66Ma perché a Proteo sei di gir costretto,
sol per purgarti del commesso errore,
oggi è ben di mestier che dentro al petto
serbi un invitto, un animoso core
pigliar colui devendo, e tener stretto,
che di forma si cangia e di colore,
ch’or divien orso or tigre or cervo or drago,
prendendo or questa et or quell’altra imago.
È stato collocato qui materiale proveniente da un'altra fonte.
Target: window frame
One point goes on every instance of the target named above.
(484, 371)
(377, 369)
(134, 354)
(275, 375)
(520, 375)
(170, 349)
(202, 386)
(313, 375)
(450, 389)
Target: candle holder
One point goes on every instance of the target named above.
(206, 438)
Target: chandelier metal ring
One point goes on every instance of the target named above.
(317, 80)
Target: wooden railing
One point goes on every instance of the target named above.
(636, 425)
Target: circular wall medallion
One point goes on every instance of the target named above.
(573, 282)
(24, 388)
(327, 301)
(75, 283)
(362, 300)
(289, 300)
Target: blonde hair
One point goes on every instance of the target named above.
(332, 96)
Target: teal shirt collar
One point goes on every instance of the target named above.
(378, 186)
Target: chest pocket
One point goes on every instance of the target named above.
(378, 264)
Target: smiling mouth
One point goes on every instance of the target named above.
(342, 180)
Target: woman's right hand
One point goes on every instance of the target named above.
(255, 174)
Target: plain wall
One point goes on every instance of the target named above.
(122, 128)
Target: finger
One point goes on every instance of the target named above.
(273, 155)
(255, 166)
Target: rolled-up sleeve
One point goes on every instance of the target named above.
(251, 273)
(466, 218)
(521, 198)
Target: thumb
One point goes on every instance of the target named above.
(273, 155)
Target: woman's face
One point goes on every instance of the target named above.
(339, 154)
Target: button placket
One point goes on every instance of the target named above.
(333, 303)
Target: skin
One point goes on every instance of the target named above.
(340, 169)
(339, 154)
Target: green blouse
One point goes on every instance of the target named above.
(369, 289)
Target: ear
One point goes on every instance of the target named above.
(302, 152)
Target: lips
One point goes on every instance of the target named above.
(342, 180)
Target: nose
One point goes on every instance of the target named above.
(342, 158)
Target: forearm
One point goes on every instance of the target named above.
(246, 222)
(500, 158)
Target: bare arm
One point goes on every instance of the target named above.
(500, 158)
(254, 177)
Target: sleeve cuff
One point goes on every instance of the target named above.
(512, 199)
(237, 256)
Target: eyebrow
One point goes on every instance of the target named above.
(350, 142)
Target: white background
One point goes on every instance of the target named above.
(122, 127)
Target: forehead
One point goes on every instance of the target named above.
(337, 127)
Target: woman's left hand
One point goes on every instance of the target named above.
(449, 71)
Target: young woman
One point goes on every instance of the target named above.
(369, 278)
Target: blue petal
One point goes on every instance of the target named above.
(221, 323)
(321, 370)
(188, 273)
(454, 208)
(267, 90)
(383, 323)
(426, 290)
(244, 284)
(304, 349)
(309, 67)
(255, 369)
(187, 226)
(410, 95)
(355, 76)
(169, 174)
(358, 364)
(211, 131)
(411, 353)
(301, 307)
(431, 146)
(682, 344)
67Non men che del presente e del passato
Proteo presago, e del futuro ancora,
così Nettuno vuol, cui tanto è grato
ch’ogni un soggetto al regno suo l’onora,
e gli ha in governo il marin gregge dato,
ch’ei sotto l’onde va pascendo ognora
con somma cura; ma talor pur scende
in terra e, stanco, alcun riposo prende.

68In Carpato dimora egli sovente,
e ne la bella sua patria Pallene;
quinci molto non è lunge al presente,
ch’ei viene a riveder l’onde tirrene:
prima che il sol si attuffi in Occidente
questo con lacci prender ti conviene.
E benché a tale e tanta impresa molta
fatica avrai, ti fia ogni colpa tolta.

69Un altro utile ancor trarrai da questo,
ch’oltra il restar d’ogni tua macchia puro,
ti farà Proteo chiaro e manifesto
tutto ciò ch’avvenir t’ha nel futuro;
ma la man pronta aver convienti e presto
il piede, e l’occhio aperto e il cor securo;
quivi ambe noi teco saremo ognora,
senza cui forza indarno e saper fora.

70Tosto che Febo a mezzogiorno asceso,
l’ombra è grata a gli armenti e l’erbe han sete,
si ripara in un antro, ove disteso
prende al suo faticar posa e quiete;
quivi, prima ch’ei sia dal sonno preso,
salvo ti condurrem per vie secrete,
così potrai quello assalir con molto
più tuo vantaggio in grave sonno involto.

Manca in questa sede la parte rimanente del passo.